Raising Steam is the third and final book in the Moist Von Lipwig subseries of Discworld, and the second-to-last book in the entire series. In this book, we meet a new character by the name of Simnel who has invented the steam engine and introduced the concept of fast travel by train. Meanwhile, there is more unrest between the traditional and modern dwarfs.
This book spends a lot of time talking about trains: building trains and railways, operating trains, the benefits of trains, train safety, and so forth. This is not, to me, a particularly exciting topic, and sometimes I had trouble pushing through the book. I was interested enough that I didn’t want to abandon it, especially not so close to the end of the series, but it put me to sleep a few times. I was also on my second week of business travel and pretty worn out in any case, so maybe this had as much to do with me as it had to do with the book.

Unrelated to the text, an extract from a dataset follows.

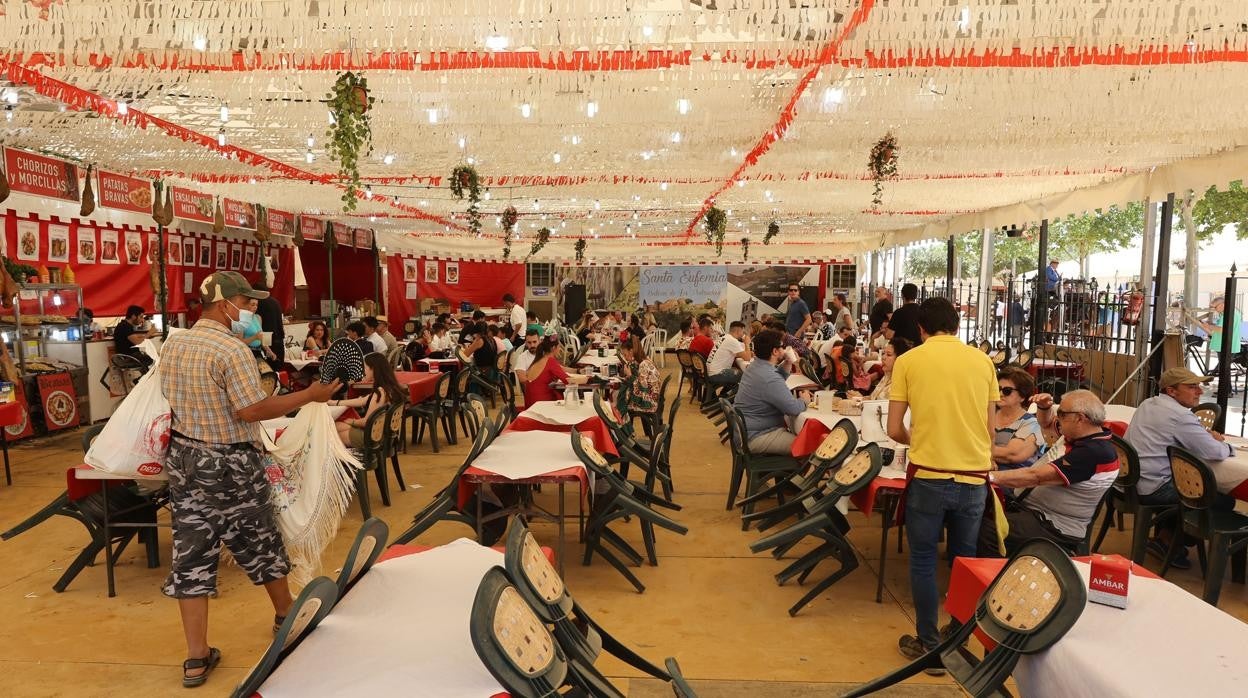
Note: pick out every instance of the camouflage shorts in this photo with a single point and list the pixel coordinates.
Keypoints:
(220, 495)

Vetinari, a character I’ve greatly enjoyed since his first introduction, gets quite a bit of page time in this book, but for some reason he didn’t seem like Vetinari to me. Normally he’s more taciturn. He manipulates and influences people with a few pointed words, with silence and perhaps some intimidating looks, and with visual aids. That's one of the reasons I enjoy his character so much. In this book, he had a tendency toward detailed monologues and explanations, and there were one or two weird sections where he sounded like the CEO of a company using corporate buzzwords.
It wasn’t a bad book, and there were parts I enjoyed, but it wasn’t at the level I’ve come to expect from the Discworld books. Combine that with a topic I wasn’t that interested in, and I just didn’t enjoy this as much as the previous books.